The warehouse, to be used by Target as a distribution center, will be 1 million square feet. Construction will include using “insulated, load bearing, precast concrete wall panels and a structural steel frame. Vertical construction work will include steel erection, precast wall installation, roof construction and related infrastructure.”
A day after beginning construction, Hilco will host a virtual community meeting at 10 a.m. Saturday to discuss the demolition of the remaining structure at the site. That demolition will start no earlier than July 6, Hilco said in a statement.
Residents can view the virtual meeting on the video conference platform Zoom.
The construction work and demolition at the site have been mired in controversy.
Late last month, the city issued a $40 million building permit to Hilco Redevelopment Partners. The Mayor’s Office initially said the city could not legally withhold approval of permits, but hours later the Mayor’s Office said the Department of Buildings “inappropriately approved a new construction permit” and Lightfoot would push for it to be rescinded.
Earlier this month, the city gave Hilco the green light to demolish a separate structure on the site. The city reported “the developer executed a successful and safe demolition of the structurally unsound turbine structure.”
In two videos of the turbine structure’s demolition, dust can be seen billowing at the site.
City officials have taken steps to ensure Hilco and its subcontractors are held accountable for mistakes made during the work, which is being done adjacent to a residential area.
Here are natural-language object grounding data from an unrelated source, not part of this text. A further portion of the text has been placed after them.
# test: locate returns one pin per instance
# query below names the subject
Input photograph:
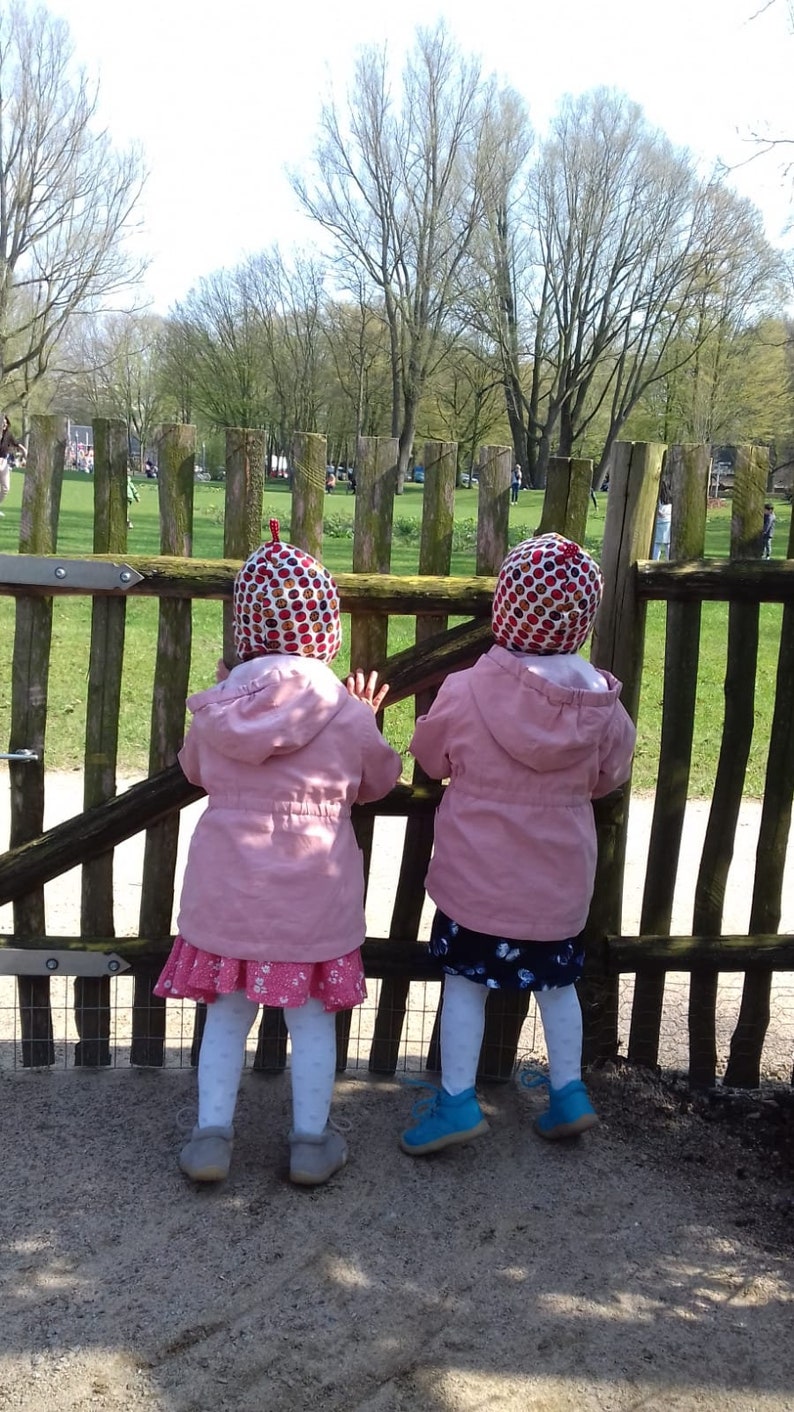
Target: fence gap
(175, 490)
(567, 497)
(108, 621)
(495, 466)
(618, 645)
(749, 486)
(308, 492)
(30, 681)
(435, 557)
(243, 501)
(743, 1068)
(687, 470)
Since the botched implosion, the city has slapped Hilco with $68,000 for city code violations.
Last week, the mayor introduced an ordinance calling on applicants seeking to implode a building to host a community meeting, notify nearby residents and place notifications at the site of the demolition site.
“Robust city oversight for this project will not end here, and we pledge to continue our efforts to closely monitor this project while there is construction activity taking place,” Mimi Simon, a spokeswoman for the Department of Buildings, said in a statement.
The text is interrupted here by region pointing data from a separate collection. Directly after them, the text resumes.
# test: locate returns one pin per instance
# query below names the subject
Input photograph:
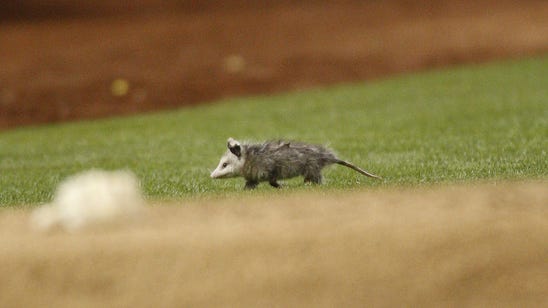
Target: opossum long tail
(349, 165)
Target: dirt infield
(446, 246)
(64, 60)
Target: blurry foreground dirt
(66, 60)
(444, 246)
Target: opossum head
(231, 163)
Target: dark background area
(63, 60)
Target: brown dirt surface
(59, 59)
(481, 245)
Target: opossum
(276, 160)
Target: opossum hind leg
(274, 183)
(250, 184)
(314, 178)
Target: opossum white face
(231, 163)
“Should the developer not comply with city standards onsite at any time or act in a manner that puts the public health or safety in danger, the city will not hesitate to take immediate action in holding them accountable.”
Some neighbors and activists have criticized Hilco, Lightfoot and Ald. Michael Rodriguez (22nd) for their handling of the demolition.
For two years, neighbors have called on city officials to stop the project, in part because it will bring hundreds of diesel trucks to the area.
The Crawford Coal Plant closed in 2012, a victory for nearby residents who had fought for better air quality. But now they say one polluter is being replaced with another.
The chorus of voices calling for Hilco to abandon the project has only intensified since the botched implosion at the site in April.